A transformer model is a neural network that learns context and thus meaning by tracking relationships in sequential data like the words in this sentence.
Transformer models apply an evolving set of mathematical techniques, called attention or self-attention, to detect subtle ways even distant data elements in a series influence and depend on each other.
First described in 2017 from Google, transformers are among the newest and one of the most powerful classes of models invented to date. They’re driving a wave of advances in machine learning some have dubbed transformer AI.
Stanford researchers called transformers “foundation models” because they see them driving a paradigm shift in AI. The “sheer scale and scope of foundation models over the last few years have stretched our imagination of what is possible,” they wrote.
Transformers are translating text and speech in near real-time, they’re helping researchers understand the chains of genes in DNA and amino acids in proteins in ways that can speed drug design.
Transformers can detect trends and anomalies to prevent fraud, streamline manufacturing, make online recommendations or improve healthcare. People use transformers every time they search on Google or Microsoft Bing.
Any application using sequential text, image or video data is a candidate for transformer models.
That enables these models to ride a virtuous cycle in transformer AI. Created with large datasets, transformers make accurate predictions that drive their wider use, generating more data that can be used to create even better models.
Transformers are in many cases replacing convolutional and recurrent neural networks (CNNs and RNNs), the most popular types of deep learning models just five years ago.

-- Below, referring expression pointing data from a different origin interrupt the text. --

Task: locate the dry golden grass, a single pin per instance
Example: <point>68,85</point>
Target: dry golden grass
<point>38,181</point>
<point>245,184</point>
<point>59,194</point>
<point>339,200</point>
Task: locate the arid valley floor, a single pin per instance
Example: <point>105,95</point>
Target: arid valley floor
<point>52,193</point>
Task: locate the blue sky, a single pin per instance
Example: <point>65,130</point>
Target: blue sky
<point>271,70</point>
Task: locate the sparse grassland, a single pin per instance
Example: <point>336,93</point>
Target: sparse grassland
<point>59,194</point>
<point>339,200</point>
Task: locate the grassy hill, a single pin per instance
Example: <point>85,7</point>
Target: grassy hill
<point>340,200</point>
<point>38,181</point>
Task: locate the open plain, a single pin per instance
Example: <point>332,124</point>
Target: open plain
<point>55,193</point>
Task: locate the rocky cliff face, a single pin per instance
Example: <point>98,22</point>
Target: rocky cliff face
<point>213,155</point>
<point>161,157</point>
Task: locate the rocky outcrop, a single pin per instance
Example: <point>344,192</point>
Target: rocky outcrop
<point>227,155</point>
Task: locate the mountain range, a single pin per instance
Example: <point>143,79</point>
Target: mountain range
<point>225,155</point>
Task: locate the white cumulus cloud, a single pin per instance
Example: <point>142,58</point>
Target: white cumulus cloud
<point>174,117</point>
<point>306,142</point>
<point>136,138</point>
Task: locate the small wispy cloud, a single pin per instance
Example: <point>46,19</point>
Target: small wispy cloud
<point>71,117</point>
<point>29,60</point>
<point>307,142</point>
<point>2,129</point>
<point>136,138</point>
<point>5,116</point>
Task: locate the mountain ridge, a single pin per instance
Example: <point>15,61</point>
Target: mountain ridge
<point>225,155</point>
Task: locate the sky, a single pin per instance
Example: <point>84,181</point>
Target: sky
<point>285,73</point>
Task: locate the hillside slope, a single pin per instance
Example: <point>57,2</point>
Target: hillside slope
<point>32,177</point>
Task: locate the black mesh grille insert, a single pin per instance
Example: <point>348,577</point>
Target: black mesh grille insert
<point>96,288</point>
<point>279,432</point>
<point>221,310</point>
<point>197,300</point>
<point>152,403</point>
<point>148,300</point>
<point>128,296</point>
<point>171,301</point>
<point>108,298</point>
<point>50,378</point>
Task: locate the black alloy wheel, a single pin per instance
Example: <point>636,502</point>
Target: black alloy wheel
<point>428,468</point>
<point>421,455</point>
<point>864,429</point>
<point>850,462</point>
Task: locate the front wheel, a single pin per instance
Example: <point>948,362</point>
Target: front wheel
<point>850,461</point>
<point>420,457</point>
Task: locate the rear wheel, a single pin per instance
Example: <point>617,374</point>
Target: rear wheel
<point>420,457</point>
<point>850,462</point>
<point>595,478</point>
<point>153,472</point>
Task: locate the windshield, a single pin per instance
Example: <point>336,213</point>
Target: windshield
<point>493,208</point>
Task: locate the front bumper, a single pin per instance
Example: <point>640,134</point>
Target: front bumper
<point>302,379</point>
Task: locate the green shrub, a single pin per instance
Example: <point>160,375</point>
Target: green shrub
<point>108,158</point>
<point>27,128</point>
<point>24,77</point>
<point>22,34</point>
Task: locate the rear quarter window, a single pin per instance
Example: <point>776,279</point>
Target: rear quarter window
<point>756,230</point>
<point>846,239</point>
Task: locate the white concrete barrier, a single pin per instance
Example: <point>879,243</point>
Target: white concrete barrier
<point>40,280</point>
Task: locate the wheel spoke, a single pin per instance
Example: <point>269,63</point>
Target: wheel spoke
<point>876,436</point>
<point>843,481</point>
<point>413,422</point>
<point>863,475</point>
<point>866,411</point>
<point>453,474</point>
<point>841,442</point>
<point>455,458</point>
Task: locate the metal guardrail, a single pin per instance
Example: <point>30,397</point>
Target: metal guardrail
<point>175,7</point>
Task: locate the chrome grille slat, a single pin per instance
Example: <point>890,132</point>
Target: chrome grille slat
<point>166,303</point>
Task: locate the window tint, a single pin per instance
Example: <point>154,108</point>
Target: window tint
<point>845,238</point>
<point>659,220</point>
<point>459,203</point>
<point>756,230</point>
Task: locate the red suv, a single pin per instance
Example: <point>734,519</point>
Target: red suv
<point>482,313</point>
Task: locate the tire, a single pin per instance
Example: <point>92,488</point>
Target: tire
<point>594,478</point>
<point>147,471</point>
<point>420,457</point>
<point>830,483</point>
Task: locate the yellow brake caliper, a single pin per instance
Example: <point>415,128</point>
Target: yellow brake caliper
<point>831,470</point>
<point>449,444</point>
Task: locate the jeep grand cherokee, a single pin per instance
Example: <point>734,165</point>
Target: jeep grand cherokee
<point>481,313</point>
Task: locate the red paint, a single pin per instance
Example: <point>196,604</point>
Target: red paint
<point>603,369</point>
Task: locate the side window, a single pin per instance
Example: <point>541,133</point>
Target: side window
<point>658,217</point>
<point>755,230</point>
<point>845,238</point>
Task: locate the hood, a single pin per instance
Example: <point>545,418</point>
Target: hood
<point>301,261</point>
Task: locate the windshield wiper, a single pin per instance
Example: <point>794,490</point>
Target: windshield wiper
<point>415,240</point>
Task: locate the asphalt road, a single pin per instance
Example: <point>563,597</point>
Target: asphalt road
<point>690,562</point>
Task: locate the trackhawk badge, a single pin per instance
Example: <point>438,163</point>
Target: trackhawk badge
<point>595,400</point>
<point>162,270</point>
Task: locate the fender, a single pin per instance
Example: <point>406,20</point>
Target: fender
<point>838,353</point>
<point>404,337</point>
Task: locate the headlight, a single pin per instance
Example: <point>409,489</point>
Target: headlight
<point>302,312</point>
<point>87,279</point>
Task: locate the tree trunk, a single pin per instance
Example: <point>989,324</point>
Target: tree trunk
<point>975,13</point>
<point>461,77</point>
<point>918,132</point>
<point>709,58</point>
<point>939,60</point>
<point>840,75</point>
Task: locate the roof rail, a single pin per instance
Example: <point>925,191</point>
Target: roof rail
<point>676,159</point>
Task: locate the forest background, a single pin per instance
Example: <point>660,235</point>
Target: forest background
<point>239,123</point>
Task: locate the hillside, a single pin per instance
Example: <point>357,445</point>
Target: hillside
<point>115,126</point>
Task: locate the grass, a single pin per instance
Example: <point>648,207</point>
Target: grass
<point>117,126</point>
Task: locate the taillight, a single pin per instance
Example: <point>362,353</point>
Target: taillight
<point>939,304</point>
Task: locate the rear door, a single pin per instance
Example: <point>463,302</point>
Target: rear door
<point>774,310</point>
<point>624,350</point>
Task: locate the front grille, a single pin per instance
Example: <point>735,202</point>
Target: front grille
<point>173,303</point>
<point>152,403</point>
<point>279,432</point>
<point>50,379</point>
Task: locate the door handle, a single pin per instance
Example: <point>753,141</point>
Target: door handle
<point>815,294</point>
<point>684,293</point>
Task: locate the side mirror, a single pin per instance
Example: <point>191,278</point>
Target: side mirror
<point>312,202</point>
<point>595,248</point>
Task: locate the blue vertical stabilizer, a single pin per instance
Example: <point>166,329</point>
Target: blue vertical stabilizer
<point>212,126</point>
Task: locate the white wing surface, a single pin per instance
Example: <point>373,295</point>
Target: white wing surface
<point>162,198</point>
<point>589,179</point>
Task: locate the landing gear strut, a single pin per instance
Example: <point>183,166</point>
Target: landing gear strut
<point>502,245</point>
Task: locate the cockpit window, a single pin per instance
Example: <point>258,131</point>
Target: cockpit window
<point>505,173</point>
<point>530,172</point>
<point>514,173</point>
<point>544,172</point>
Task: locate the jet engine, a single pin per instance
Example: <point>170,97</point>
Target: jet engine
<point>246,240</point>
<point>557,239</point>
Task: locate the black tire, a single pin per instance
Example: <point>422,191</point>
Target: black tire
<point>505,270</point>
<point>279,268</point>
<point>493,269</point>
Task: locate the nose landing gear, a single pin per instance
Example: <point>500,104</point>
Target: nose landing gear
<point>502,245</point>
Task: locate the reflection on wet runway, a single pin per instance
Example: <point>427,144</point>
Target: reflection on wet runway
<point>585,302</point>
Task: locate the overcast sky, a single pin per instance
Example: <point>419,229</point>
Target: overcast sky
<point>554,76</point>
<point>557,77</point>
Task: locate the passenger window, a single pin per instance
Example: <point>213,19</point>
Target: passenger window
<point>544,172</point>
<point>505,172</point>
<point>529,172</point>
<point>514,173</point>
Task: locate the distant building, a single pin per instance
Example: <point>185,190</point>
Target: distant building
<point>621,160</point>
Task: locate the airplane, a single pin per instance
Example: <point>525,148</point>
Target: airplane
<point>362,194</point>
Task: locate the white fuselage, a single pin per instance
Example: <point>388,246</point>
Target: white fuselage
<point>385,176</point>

No Labels, More Performance
Before transformers arrived, users had to train neural networks with large, labeled datasets that were costly and time-consuming to produce. By finding patterns between elements mathematically, transformers eliminate that need, making available the trillions of images and petabytes of text data on the web and in corporate databases.
In addition, the math that transformers use lends itself to parallel processing, so these models can run fast.
Like most neural networks, transformer models are basically large encoder/decoder blocks that process data. Small but strategic additions to these blocks make transformers uniquely powerful. Transformers use positional encoders to tag data elements coming in and out of the network. Attention units follow these tags, calculating a kind of algebraic map of how each element relates to the others.

Attention queries are typically executed in parallel by calculating a matrix of equations in what’s called multi-headed attention. With these tools, computers can see the same patterns humans see.
For example, in the sentence:
She poured water from the pitcher to the cup until it was full.
We know “it” refers to the cup, while in the sentence:
She poured water from the pitcher to the cup until it was empty.
We know “it” refers to the pitcher.
“Meaning is a result of relationships between things, and self-attention is a general way of learning relationships,” said Ashish Vaswani, a former senior staff research scientist at Google Brain who led work on the seminal 2017 paper.
DeepMind, in London, advanced the understanding of proteins, the building blocks of life, using a transformer called AlphaFold2. It processed amino acid chains like text strings to set a new watermark for describing how proteins fold, work that could speed drug discovery.
AstraZeneca and NVIDIA developed MegaMolBART, a transformer tailored for drug discovery. It’s a version of the pharmaceutical company’s MolBART transformer, trained on a large, unlabeled database of chemical compounds using the NVIDIA Megatron framework for building large-scale transformer models.
Along the way, researchers found larger transformers performed better.
For example, researchers from the Rostlab at the Technical University of Munich, which helped pioneer work at the intersection of AI and biology, used natural-language processing to understand proteins. In 18 months, they graduated from using RNNs with 90 million parameters to transformer models with 567 million parameters.